Ela pôs a folha para a luz e leu:
Katie,
Após sua visita, tive o prazer de receber algumas notícias sobre sua mochila roubada. Parece que você está com sorte: ontem a polícia prendeu parte da gangue malaia sobre a qual me referi. Segundo os policiais, a mochila foi recuperada, embora não saiba ao certo se com alguma coisa de valor dentro.
Não cabe a mim a responsabilidade de fazê-la retornar às suas mãos. A polícia já estava agendada para entregá-la desde a semana passada, e minha pergunta simplesmente apressou um pouco a entrega. Espero que o retorno da mochila possa confortá-la; sem dúvida, você merece.
Com respeito,
Richard Hastings
Katie olhou para Ketut.
Ele sorriu.
– Sua mochila já está no seu quarto.
Ela saiu correndo do bar, as sandálias batendo no piso de azulejos. Passou às pressas por uma família vestida para o jantar e saiu correndo novamente ao longo do amplo corredor em direção ao quarto, com Finn atrás. Enfiou a chave na fechadura e entrou no quarto.
A mochila de Mia estava encostada ao pé da cama. Parecia mais aos frangalhos do que se lembrava. Com um rasgo ao longo do bolso da frente e uma mancha escura que se estendia de cima a baixo, como se tivesse tomado um banho de óleo. Ela atravessou o quarto, puxou a mochila da cama e não se importou quando a sentiu mais leve. Abriu a fivela e o cordão e enfiou a mão na barriga da mochila.
Por favor, disse para si mesma, por favor, esteja aqui. Começou a retirar os itens – roupas, sapatos e produtos de higiene pessoal estavam empacotados juntos e ela jogou o pacote sobre a cama. Ficou com os dedos úmidos e pegajosos porque um frasco de xampu tinha vazado lá dentro. Retirou um item de cada vez: um vestido verde, uma brochura, um par de fones de ouvido, uma lanterna. E depois levou a mão ao fundo da mochila. Nada. Nada mais.
– Não! – Pôs a mochila de cabeça para baixo e sacudiu com força. – Vamos!
Empurrou a bolsa de lado e apalpou os itens que estavam espalhados em cima da cama: sandálias de dedo, escova de cabelo, casaco de lã, filtro solar, um par de shorts. Já tinha se esquecido deles. Revirou todo o resto; sacudiu a roupa e jogou os sapatos de lado. Examinou a pilha novamente, duas vezes.
– O diário não está aqui! O diário dela não está aqui!
Katie girou o corpo e Finn se agachou ao lado da mochila. Passou as mãos ao longo da superfície e abriu o zíper de um bolso lateral do qual ela se esquecera em meio a tanta pressa. Uma nódoa azul-marinho irrompeu como um vislumbre quando ele puxou o diário, como um mágico executando o seu melhor truque.
– Graças a Deus! – Ela caiu em prantos enquanto pegava o diário e passava os dedos sobre a capa cujo tecido pareceu mais fino. A lombada estava avariada e rachada. Folheou as páginas com o dedo polegar: estava tudo lá!
– Finn – disse, girando o corpo.
E logo congelou.
Ele estava com uma cara séria e tinha nas mãos um vestido de cor de grama molhada que pertencia a Mia.

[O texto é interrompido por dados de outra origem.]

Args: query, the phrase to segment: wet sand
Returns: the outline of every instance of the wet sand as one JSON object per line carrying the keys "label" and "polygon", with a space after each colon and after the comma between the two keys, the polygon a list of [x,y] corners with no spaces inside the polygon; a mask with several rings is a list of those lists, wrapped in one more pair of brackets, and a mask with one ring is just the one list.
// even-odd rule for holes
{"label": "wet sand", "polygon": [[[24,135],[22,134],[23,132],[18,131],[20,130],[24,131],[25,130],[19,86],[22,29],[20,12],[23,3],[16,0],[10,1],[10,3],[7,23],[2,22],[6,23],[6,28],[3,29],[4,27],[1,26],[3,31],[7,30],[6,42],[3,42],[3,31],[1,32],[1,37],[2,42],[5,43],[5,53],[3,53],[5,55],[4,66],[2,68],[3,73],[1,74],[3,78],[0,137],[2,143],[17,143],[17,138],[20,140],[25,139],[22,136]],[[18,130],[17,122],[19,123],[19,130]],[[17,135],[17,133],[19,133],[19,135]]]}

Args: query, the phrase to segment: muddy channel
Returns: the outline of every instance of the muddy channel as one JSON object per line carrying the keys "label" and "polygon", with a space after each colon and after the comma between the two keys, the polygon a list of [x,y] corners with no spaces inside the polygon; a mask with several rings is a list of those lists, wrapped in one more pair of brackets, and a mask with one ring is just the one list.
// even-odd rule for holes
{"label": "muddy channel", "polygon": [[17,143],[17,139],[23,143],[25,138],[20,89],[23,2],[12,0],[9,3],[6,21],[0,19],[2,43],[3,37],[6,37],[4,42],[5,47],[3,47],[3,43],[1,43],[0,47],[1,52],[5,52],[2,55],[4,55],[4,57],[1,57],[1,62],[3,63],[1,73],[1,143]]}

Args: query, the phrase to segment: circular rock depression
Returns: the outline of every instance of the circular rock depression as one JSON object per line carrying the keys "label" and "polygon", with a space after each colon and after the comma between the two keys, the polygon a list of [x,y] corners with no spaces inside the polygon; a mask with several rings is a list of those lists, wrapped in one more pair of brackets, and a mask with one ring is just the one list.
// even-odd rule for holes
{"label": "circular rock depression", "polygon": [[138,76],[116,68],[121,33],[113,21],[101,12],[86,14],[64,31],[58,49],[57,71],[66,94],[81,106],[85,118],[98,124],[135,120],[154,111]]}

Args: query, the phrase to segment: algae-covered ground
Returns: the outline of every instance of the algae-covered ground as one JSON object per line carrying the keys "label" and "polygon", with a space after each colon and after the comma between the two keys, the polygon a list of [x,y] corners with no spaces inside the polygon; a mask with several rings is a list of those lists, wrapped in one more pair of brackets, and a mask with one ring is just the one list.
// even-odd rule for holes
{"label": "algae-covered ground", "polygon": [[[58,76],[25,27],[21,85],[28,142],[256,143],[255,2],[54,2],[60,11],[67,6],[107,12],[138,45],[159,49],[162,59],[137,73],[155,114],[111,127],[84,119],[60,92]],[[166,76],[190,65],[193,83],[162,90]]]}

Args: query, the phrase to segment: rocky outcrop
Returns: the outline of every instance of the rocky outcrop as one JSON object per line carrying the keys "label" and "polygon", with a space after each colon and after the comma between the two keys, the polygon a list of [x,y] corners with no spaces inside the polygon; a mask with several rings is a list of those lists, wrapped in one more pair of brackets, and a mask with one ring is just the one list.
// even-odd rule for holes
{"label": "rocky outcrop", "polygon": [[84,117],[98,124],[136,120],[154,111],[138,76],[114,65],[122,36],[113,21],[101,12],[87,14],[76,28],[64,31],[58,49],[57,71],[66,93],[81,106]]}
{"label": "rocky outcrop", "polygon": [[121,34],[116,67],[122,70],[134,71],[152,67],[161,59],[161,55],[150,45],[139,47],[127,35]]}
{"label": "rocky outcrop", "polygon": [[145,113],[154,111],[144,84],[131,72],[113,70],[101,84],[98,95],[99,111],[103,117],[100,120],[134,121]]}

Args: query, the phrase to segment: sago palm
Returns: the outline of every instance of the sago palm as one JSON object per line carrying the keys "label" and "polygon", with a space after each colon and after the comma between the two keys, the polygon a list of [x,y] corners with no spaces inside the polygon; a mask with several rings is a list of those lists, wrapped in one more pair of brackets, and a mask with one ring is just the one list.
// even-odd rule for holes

Era um dos poucos itens da roupa da irmã que Katie guardara na mochila. Ela notou o jeito com que ele tocava nas leves alças de algodão que um dia se dependuraram nos ombros de Mia. O que aquele vestido lhe trazia à memória a ponto de fazê-lo fechar os olhos por alguns instantes? Ele ergueu o vestido, como se para encontrar peso ou substância naquele objeto vazio, e depois o levou ao rosto e respirou o cheiro de Mia.
Mesmo com você morta, sempre será você e Finn, não é?
Ele abriu os olhos e olhou nos olhos de Katie. Ficaram calados. Como se de repente o ar do quarto estivesse comprimido pelo imenso brilho da presença de Mia. Ambos tinham partes de Mia nas mãos.
Finn soltou o vestido abruptamente e pigarreou.
– Já está com seu diário de volta.
– Pois é.
– Deve estar louca para lê-lo – ele disse, levantando-se. – É melhor deixá-la sozinha.
Ela balançou a cabeça. Pulou em cima da cama antes mesmo da porta se fechar atrás dele, puxou o diário para o colo e abriu as íntimas páginas cor de creme.